Contacts can be linked to from various other tables, and one record can have more than one contact in different fields.

class BusinessGroup(Base):
    __tablename__ = "business_group"
    id = Column(Integer, primary_key=True)
    name = Column(String, index=True, nullable=False, doc="Name of the group.")
    main_contact = Column(Integer, ForeignKey("contact.id"), doc="Main contact details for the group.")
    second_contact = Column(Integer, ForeignKey("contact.id"), doc="Second contact details for the group.")

class Vendor(Base):
    __tablename__ = "vendor"
    id = Column(Integer, primary_key=True)
    name = Column(String, index=True, nullable=False, doc="Name of the vendor.")
    contact = Column(Integer, ForeignKey("contact.id"), doc="Main contact details for the vendor.")

This setup seems to work, but in flask-admin, no contact fields show up when creating a new item for either BusinessGroup or Vendor.

How can I make this design work?
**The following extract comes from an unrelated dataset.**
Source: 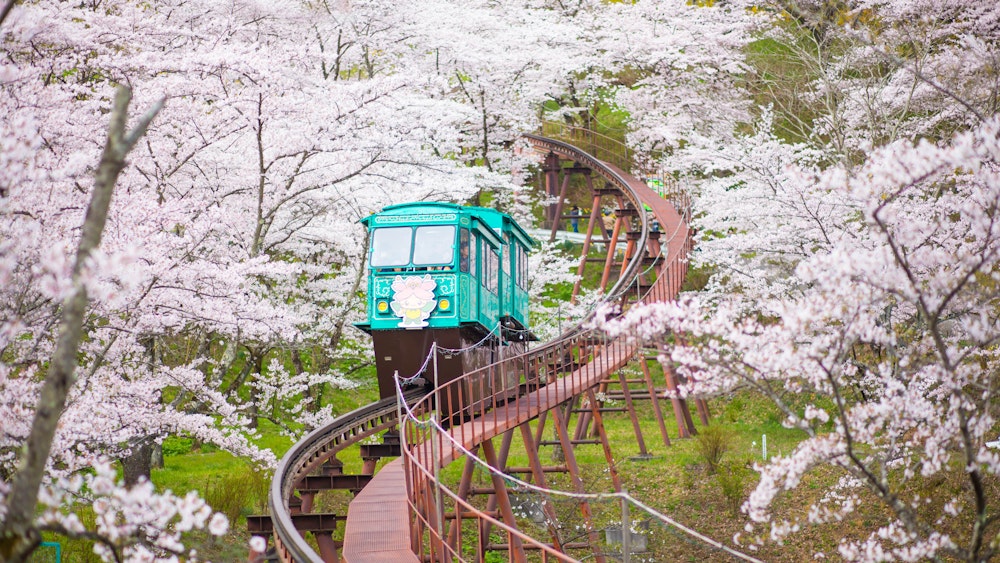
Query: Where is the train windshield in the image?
[371,227,413,267]
[413,225,455,266]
Or should I be modelling this kind of relationship in a different way entirely?


Solution

  • I ended up subclassing the Contact table so that I could have:

    class MainContact(Contact):
        __tablename__ = "main_contact"
        id = Column(Integer, ForeignKey("contact.id"), primary_key=True)
        business_group = relationship("BusinessGroup", back_populates="main_contact")
        business_group_id = Column(Integer, ForeignKey("business_group.id"), nullable=False)
        ...
    
    class SecondContact(Contact):
        __tablename__ = "second_contact"
        id = Column(Integer, ForeignKey("contact.id"), primary_key=True)
        business_group = relationship("BusinessGroup", back_populates="second_contact")
        business_group_id = Column(Integer, ForeignKey("business_group.id"), nullable=False)
        ...
    
    class BusinessGroup(Base):
        __tablename__ = "business_group"
        id = Column(Integer, primary_key=True)
        name = Column(String, index=True, nullable=False, doc="Name of the group.")
        main_contact = relationship(
            "MainContact", back_populates="business_group", uselist=False, 
            doc="Main contact details for the business_group."
        )
        second_contact = relationship(
            "SecondContact", back_populates="business_group", uselist=False, 
            doc="Second contact details for the business_group."
        )
    

    As well as requiring subclassing so that we can have two different contacts referred to from the same model, the other important part was adding the foreign key relationships, so that the contacts show up in the Flask Admin panel.